Under Chancery Rule 28 a defendant may counterclaim or set off any cause of action against the complainant, but in the discretion of the court separate hearings may be ordered, or if the counterclaim cannot be conveniently disposed of in the pending action, the court may strike it out, and under Chancery Rule 70 only such matter as was the proper subject of a cross-bill under the old practice may be set up by counterclaim; thus a defendant's right to make any and all claims against a complainant the subject of a counterclaim is limited. The purpose of a cross-bill was to enable a defendant to make his defense to a complainant's cause of action more complete than he could by answer alone, therefore only such facts as are properly defensive to complainant's cause of action can be introduced by counterclaim against complainant. McAnarney v. Lembeck, 97 N. J. Eq. 361, 127 A. 197; Beller v. Fenning, 101 N. J. Eq. 430, 139 A. 327; Pettlt v. Port Newark Nat Bank, 110 N. J. Eq. 324, 160 A. 34; Yeskel v. Gross, supra. The answer and counterclaim here seek to establish a set-off against a possible deficiency, but by sale of the mortgage security the full amount of the debt due complainant may be realized, and should there be a deficiency, complainant may not proceed against Beck therefor. Defendant's counterclaim that he has a set-off against complainant actually relates to a contingency which may never arise and is not defensive to complainant's prayer that the mortgage security be sold; it presents an issue which cannot conveniently or properly be disposed of in this action.
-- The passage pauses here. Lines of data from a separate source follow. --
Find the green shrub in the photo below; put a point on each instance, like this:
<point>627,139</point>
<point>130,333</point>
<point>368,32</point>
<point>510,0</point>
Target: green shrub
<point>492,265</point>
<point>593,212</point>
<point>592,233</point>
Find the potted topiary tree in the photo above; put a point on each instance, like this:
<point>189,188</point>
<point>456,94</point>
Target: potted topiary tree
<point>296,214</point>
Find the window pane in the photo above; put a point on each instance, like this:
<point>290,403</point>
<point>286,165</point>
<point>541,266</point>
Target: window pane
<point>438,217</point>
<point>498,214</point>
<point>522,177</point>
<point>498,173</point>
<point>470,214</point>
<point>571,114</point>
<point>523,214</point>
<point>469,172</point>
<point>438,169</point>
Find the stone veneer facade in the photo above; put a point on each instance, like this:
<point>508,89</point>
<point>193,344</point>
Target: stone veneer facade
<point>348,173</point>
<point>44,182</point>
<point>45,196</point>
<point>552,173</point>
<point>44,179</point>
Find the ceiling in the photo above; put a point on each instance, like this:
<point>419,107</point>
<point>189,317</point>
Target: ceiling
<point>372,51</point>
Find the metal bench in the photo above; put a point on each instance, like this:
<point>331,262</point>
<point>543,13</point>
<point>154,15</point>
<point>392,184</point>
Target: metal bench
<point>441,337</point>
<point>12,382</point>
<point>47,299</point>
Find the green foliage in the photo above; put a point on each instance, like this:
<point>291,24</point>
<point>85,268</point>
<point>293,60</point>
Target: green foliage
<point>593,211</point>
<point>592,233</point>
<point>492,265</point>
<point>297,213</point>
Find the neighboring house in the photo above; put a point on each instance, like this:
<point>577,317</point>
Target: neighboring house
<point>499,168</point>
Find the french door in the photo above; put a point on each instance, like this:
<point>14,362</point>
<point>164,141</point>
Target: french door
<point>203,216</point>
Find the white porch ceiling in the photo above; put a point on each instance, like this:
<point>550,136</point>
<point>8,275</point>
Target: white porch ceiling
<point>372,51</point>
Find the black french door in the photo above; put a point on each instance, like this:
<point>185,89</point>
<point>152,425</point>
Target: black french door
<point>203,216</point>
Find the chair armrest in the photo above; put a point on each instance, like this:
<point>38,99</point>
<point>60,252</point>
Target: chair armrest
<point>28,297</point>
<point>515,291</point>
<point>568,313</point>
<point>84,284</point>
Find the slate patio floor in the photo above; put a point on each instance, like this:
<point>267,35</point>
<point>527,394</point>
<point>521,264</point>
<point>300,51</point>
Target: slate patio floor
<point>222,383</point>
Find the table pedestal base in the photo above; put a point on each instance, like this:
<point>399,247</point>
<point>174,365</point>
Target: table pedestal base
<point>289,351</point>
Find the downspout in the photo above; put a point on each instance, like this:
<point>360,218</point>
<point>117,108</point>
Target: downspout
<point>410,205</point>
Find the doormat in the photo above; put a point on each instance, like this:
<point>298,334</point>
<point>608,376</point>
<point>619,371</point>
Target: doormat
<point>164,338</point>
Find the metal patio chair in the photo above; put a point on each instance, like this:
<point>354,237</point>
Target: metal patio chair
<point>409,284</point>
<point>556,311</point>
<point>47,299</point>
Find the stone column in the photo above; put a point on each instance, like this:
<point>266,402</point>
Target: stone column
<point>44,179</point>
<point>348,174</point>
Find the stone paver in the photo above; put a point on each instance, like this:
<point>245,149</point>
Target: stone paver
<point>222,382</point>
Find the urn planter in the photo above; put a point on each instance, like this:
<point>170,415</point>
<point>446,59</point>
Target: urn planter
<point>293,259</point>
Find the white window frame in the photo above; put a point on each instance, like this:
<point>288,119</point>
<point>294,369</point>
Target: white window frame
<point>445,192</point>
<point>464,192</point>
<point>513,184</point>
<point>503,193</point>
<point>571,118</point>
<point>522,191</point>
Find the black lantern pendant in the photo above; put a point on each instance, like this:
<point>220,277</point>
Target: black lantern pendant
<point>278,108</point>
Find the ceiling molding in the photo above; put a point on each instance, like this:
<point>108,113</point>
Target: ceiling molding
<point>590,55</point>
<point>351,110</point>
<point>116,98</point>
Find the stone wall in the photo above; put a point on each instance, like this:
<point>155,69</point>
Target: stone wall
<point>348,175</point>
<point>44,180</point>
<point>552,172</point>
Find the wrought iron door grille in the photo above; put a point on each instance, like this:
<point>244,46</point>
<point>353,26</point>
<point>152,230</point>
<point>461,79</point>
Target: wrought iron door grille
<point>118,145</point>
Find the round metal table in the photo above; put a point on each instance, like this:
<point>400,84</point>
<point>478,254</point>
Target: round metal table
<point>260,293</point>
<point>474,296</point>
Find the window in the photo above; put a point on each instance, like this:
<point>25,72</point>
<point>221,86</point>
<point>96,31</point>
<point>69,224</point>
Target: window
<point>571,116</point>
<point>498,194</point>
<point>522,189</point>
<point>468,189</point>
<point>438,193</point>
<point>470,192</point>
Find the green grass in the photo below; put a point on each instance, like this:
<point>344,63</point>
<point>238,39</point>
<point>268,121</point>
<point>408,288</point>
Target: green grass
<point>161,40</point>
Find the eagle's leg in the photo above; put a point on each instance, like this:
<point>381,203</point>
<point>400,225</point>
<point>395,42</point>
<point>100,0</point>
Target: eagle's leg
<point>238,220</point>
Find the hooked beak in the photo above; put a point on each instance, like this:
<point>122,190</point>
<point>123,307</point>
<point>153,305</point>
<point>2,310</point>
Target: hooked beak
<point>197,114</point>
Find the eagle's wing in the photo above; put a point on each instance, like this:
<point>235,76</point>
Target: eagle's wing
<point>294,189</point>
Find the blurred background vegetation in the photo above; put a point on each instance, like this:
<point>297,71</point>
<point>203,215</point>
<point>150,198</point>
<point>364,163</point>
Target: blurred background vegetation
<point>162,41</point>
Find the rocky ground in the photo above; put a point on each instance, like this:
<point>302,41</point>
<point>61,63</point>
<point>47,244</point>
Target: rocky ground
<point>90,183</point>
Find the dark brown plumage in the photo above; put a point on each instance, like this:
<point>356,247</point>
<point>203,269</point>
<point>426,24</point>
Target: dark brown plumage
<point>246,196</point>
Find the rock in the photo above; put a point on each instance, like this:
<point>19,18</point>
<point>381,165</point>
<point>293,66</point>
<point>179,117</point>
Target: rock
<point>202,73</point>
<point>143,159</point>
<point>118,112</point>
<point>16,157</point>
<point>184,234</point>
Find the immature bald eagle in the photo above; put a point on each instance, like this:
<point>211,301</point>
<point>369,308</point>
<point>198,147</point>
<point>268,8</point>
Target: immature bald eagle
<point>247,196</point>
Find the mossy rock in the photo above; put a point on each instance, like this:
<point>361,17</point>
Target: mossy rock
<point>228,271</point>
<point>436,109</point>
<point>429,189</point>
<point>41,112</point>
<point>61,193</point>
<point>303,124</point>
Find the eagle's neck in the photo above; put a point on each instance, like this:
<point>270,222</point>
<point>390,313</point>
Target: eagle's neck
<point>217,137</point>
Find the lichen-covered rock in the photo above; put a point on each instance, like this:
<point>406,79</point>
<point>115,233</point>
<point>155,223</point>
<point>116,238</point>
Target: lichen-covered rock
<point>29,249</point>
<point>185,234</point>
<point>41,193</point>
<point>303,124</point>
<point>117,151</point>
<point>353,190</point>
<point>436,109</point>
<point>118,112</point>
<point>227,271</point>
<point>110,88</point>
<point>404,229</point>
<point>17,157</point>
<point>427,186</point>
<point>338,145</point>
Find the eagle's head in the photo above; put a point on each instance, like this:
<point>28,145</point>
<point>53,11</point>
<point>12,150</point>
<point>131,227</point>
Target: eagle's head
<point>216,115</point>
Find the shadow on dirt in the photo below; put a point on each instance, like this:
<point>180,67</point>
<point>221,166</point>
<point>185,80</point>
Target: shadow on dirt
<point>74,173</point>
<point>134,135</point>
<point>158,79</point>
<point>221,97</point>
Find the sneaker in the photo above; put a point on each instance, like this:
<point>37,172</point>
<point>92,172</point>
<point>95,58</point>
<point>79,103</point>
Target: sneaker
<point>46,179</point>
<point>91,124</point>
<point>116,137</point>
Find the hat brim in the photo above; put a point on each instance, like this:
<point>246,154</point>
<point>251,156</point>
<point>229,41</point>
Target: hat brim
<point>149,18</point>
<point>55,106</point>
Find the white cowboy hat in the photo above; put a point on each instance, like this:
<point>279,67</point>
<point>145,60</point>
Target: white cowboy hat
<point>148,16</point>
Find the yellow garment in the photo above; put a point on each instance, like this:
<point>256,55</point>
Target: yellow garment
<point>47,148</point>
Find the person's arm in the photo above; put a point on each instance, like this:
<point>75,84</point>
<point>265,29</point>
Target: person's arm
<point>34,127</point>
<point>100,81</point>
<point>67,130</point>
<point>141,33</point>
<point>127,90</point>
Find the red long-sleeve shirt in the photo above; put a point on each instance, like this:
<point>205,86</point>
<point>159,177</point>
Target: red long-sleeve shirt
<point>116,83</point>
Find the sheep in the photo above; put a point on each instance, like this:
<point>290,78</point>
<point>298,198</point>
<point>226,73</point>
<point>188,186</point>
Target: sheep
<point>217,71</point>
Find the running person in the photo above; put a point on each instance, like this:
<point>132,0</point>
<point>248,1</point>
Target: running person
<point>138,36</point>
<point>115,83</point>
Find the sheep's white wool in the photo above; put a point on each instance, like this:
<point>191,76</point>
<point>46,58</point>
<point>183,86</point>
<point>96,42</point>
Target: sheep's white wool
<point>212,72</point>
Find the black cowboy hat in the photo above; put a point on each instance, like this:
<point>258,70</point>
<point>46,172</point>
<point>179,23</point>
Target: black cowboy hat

While in my judgment the answer and counterclaim set up no valid defense to complainant's prayer for a decree for the full amount of its mortgage debt and for sale of the mortgage security in satisfaction thereof, it may be that in case a deficiency should arise and complainant should sue at law therefor, a defense that complainant is not the real owner of the bond and that Beck is entitled to set off his claim against the Trust Company as against such deficiency might not be available under the strict rules of law, therefore to protect Beck against such contingency the counterclaim will be retained pending the foreclosure sale for a separate hearing under Chancery Rule 28, unless the complainant will file a disclaimer of its right to sue for a deficiency. Usbe B. & L. Ass'n v. Ocean Pier Realty Corp., supra.


Summaries of

Midland Corp. v. Levy

COURT OF CHANCERY OF NEW JERSEY
Mar 22, 1935
177 A. 685 (Ch. Div. 1935)
Case details for

Midland Corp. v. Levy

Case Details

Full title:MIDLAND CORPORATION v. LEVY et al.

Court:COURT OF CHANCERY OF NEW JERSEY

Date published: Mar 22, 1935

Citations

177 A. 685 (Ch. Div. 1935)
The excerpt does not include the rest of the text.